November 9, 2017
Hopeful
Originally published May 3, 2008
image by Enrique Luque Cervigón, Madrid, Spain
I had thought that with two spacecraft in orbit around the Moon that there would always be images for LPOD. But Selene and Chang'e have apparently disappeared down the same information black hole as SMART-1. Fortunately, Enrique sent a magical image to help us wish for more data from China and Japan, and various backyards across Europe, Asia, Australia and the US. This image from the top of a large mountain called Morcuera (1800 meters) shows four rocky worlds: the crescent Moon, dazzling Venus cloaked by clouds, skittish Mercury in the middle, and life-rich Earth all around. This will do for tonight.
Chuck Wood
Technical Details
February 05, 2008 just before the sunrise; Pentax istDL with a 125mm lens at f/5.6, ISO-400 and 1.6sec exposure
Related Links
Enrique's website
Yesterday's LPOD: I'm Going To the Moon
Tomorrow's LPOD: Is This Yours?
COMMENTS
(1) Chang'e officials revealed that the orbiter has been flying on its side for the past three months.

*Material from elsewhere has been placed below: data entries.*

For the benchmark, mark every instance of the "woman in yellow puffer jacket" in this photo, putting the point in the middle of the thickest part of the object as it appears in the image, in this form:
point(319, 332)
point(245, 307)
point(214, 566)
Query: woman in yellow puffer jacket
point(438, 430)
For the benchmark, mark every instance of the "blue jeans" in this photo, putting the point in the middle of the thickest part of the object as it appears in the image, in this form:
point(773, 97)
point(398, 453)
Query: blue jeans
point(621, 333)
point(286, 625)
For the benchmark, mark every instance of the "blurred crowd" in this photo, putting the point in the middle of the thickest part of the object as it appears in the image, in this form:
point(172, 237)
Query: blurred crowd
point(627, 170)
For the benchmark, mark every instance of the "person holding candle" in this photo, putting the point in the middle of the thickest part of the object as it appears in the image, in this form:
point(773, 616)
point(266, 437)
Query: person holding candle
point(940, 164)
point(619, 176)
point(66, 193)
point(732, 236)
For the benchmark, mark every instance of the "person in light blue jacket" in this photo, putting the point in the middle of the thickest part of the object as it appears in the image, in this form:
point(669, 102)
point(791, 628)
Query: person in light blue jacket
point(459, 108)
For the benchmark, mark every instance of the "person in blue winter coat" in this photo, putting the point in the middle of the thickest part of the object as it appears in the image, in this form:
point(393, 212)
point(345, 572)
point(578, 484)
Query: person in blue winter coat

Since it cannot take images at this position, the camera has been turned off. But they say the orbiter should return to its working position this month. Hopefully, new images will be released soon.
--Cindy
(2) Cindy - Thanks for this information. Was it a problem or planned that it is on its side? I hope they get it back to nominal working mode - it was doing good work.